Quand le DG a annoncé « l’innovation est dans notre ADN », en moi-même j’ai pensé « jamais rien entendu d’aussi con ». À voir la tête de mon voisin de gauche, Paul, mon supérieur hiérarchique direct, j’ai aussitôt compris que j’avais prononcé ces paroles à voix haute. Il a eu un rictus nerveux en balayant du regard les autres participants. Il était le seul à m’avoir entendue. Je me suis mordue la langue.
J’ai pleuré doucement dans les bras de ma grand-mère et je l’ai prise dans les miens quand il lui a été impossible de contenir plus longtemps son chagrin d’être encore vivante.
Pendant trois jours, je me suis abandonnée à ce rythme lent et puissant d’une inertie primale.
Vitres ouvertes, j’ai aspiré l’air de la montagne à plein poumons. C’est remonté du fond de moi. Les fougères, les mousses gorgées d’eau de source, les minuscules fraises des bois qui éclatent sous la langue et vous douchent le palais, les soirées d’été sous la treille, les chansons, les cabanes, les bals et les ampoules de couleur. Des bribes de paradis suspendus dans un ailleurs dont j’avais perdu le chemin. C’était là, intact. Une force qui palpite et trépigne au creux du ventre et pousse jusqu’au cœur. Je n’ai pas su –pas voulu ?- résister. J’ai ouvert les vannes.

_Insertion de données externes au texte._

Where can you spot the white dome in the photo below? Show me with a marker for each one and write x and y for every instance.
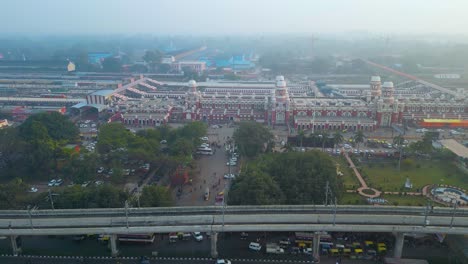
(387, 85)
(281, 83)
(279, 78)
(192, 83)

La route, étroite, sinueuse et ravinée m’a conduite à grand peine jusqu’à la demeure familiale. Sur le trajet, il m’a semblé que les traces des hommes s’étaient encore effacées depuis la dernière fois. La nature triomphait. Une vengeance tardive, anarchique et luxuriante qui rongeait les dernières terrasses comme une révolution abat les remparts des prisons
Elle a réussi. C’est ce que je croyais. Être dans le vrai. Et eux dans l’oubli, une forme de déni du changement, du progrès.
Je crois avoir follement aimé cet endroit. C’était il y a longtemps. Lorsque je n’étais qu’un petit animal sans conscience. Cette promesse de liberté qui coule des pentes vertes s’étirant depuis les nuages d’altitude jusqu’à la mer s’était pourtant brisée à l’adolescence. Rompu l’enchantement. Remplacé par un sentiment d’oppression et d’étouffement. L’été de mes treize ans, le lieu m’était soudainement apparu comme enseveli dans un éboulis du temps. Tout semblait s’y être arrêté. Les choses comme les gens, figés dans une éternité monotone. La vraie vie était ailleurs. La ville, le mouvement, le monde et l’accélération. Paris où j’ai commencé à travailler. Je ne suis revenue à Obisu que deux fois depuis ma majorité.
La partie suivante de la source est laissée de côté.